When we got back I found myself increasingly spending time with this woman. I would talk to her about all my issues with my husband as well as just general friend stuff. We'd meet a couple times a week and would text every day. She made me feel happier and my husband and I were getting on better too. I'd tell him about this woman and he was happy I had a friend to talk to.
This went on for about a year and then she met someone. For a long time I'd been her #1 person and now she had someone else, I was just plain jealous. 

A couple of weeks ago she and I were arguing lots and she asked me why I was being such a c*nt and I said to her that I didn't like that she was dating someone and that I was jealous. We stood there is a sort of shocked silence before I went home. I felt so guilty I couldn't look at my husband, I then texted the woman and said that I couldn't be around her right now. 

So on Friday morning she texted me asking if I was going to come over to watch our favourite tv show like I usually did. I said I thought it was a bad idea, but she said she wanted to talk. I went over and she was really drunk, she told me she had broken up with her girlfriend for me and then tried to kiss me. I told her that I was married and that I didn't like her like that. She called BS and we argued. I told her that I couldn't hang out with her anymore and went home, blocked her on my phone and unfriended her on FB and haven't spoken to her since.

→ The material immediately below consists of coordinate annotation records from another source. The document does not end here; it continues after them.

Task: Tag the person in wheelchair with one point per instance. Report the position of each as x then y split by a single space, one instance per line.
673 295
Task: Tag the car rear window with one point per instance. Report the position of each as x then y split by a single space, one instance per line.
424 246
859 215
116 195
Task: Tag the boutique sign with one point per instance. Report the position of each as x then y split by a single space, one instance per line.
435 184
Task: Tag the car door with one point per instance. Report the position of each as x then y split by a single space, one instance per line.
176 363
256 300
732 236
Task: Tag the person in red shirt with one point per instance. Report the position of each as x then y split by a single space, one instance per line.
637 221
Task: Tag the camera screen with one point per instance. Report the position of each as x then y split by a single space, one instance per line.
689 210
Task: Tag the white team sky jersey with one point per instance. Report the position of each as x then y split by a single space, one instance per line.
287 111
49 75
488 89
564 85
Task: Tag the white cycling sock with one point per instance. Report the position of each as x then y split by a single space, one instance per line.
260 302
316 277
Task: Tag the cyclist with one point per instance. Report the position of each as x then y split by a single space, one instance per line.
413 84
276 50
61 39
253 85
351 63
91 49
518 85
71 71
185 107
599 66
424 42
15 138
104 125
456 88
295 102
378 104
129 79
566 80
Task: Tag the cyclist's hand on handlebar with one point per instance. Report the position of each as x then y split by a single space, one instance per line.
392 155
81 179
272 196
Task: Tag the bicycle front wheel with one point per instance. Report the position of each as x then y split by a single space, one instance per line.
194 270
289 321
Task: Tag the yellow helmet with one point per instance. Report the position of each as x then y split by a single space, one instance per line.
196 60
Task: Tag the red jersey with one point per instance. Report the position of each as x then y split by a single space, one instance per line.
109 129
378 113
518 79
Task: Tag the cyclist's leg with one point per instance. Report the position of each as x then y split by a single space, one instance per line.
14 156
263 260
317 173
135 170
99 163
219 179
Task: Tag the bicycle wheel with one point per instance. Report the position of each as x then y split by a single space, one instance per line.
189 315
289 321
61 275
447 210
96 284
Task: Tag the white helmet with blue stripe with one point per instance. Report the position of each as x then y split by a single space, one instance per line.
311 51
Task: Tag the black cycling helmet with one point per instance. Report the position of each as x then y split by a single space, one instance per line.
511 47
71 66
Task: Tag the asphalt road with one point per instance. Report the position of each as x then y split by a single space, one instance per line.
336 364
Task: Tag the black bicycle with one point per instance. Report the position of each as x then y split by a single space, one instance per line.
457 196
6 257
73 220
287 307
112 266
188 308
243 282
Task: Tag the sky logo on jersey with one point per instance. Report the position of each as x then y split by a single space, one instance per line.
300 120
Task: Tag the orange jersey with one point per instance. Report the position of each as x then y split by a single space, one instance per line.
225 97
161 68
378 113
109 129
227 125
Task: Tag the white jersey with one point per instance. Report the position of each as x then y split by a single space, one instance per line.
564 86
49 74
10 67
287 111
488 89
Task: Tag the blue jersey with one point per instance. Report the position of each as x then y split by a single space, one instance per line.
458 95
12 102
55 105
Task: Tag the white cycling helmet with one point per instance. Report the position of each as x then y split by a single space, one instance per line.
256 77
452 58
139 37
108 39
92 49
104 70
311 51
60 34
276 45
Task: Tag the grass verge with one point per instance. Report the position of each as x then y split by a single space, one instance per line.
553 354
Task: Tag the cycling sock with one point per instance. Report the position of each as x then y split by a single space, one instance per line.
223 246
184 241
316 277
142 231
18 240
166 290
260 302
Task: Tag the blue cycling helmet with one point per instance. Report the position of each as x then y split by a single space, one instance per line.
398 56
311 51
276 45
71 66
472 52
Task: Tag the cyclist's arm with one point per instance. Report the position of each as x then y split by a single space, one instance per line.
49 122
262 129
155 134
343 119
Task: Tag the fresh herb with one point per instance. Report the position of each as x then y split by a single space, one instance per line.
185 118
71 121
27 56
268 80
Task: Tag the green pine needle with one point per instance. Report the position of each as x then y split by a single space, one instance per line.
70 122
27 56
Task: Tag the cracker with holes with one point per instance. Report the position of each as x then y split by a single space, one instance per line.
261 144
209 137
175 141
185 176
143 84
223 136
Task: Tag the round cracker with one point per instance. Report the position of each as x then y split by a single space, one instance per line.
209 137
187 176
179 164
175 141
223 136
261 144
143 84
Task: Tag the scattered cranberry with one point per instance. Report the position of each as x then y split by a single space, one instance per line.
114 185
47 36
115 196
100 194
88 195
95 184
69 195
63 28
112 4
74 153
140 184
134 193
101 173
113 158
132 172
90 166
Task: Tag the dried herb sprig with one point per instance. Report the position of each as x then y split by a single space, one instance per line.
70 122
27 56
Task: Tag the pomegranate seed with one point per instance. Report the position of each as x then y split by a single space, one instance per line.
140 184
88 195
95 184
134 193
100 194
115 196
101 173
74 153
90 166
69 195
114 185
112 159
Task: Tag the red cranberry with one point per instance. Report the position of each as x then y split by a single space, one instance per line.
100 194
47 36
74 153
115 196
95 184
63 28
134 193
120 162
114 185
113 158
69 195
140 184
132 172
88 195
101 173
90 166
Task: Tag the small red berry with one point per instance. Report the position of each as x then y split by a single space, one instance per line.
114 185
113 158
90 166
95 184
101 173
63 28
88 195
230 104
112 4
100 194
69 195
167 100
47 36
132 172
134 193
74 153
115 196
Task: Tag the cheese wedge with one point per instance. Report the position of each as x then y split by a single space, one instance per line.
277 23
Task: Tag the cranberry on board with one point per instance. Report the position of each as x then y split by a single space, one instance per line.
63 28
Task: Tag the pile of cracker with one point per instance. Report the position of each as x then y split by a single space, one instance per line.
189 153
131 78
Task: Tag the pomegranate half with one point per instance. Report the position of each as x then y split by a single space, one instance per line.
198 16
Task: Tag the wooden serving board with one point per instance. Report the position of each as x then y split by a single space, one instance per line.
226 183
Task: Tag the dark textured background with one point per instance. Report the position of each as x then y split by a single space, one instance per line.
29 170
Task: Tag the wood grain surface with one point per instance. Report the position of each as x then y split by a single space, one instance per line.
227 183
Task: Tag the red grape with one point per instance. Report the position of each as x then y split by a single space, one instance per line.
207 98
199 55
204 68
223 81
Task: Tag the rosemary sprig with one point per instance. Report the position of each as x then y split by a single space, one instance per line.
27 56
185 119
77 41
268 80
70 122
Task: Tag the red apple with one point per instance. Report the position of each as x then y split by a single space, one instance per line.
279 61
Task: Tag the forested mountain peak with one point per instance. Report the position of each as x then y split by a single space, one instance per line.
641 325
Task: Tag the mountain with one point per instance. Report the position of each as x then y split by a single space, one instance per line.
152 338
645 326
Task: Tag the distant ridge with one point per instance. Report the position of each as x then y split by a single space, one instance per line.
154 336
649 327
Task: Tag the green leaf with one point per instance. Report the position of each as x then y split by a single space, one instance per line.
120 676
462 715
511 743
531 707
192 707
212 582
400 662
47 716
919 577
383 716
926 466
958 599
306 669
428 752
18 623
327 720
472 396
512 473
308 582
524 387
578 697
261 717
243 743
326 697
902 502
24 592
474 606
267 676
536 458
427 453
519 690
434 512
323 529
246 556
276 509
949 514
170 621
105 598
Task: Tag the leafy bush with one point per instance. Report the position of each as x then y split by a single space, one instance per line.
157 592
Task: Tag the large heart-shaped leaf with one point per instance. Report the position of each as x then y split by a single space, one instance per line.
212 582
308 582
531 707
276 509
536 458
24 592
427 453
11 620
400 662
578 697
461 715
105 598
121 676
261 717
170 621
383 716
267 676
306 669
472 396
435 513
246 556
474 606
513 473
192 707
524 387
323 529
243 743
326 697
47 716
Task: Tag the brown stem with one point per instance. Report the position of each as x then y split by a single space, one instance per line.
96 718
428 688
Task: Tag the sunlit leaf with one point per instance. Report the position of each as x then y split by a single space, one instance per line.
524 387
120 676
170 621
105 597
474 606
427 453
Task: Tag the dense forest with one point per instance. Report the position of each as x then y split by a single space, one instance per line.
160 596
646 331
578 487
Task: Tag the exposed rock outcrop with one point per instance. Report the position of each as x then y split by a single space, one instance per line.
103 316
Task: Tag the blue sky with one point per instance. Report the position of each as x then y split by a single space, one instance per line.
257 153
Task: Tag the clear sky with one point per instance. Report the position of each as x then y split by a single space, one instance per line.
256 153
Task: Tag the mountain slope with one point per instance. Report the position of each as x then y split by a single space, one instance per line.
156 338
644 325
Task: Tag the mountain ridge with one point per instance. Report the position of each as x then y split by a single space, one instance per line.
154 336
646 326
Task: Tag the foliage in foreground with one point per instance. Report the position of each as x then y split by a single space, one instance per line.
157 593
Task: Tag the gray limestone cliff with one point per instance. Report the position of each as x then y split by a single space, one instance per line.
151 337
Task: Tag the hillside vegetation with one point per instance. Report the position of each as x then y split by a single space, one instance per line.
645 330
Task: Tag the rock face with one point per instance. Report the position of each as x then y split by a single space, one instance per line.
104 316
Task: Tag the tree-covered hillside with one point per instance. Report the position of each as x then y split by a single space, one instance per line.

I love my husband and I want to be with him. But I do have some feelings for this woman; I miss talking to her even thought it's been a couple of days. I feel like I have a stronger emotional bond with her than my husband right now. I want to make it work with him but I don't know how. If I tell him he'll never trust me again but I can't not tell him because that makes me a lying b*tch. Seriously any advice welcome, I can't believe I got myself into this situation.


----------



## Blacksmith01 (Aug 12, 2013)

Honesty is the best policy. You need to give him something that he did not allow him the first time around a choice.
_Posted via Mobile Device_


----------



## DarkHoly (Dec 18, 2012)

IDK12334 said:


> My husband and I dated at college, graduated, got married and had twins. Sadly they were premature and passed away after a few weeks in the NICU. I was really depressed about losing them and felt my husband didn't understand at all. He just kept on saying that we could have another child.
> Through losing the babies I had formed this bond with a (lesbian) woman who had also lost her baby at the same time. On the six month anniversary of the twins' birth my husband booked us a holiday to try for another baby. It just made me feel so disgusting, I had been telling him for six months that I didn't want to have another child and he had planned this whole holiday to attempt to do that. I totally overreacted and we got into a big fight.
> 
> When we got back I found myself increasingly spending time with this woman. I would talk to her about all my issues with my husband as well as just general friend stuff. We'd meet a couple times a week and would text every day. She made me feel happier and my husband and I were getting on better too. I'd tell him about this woman and he was happy I had a friend to talk to.
> ...


I think you should ask yourself where you stand. You may want to go to counseling. You're confused right now because you're in the middle of it but there are as you've probably already guessed some other big things going on here other than the issue of faithfulness. You need to figure them out.


----------



## 12345Person (Dec 8, 2013)

Tell your husband everything that happened. Don't procrastinate, and don't waste any time. If you really want your marriage to work, then it's imperative you address this particular issue with your husband. 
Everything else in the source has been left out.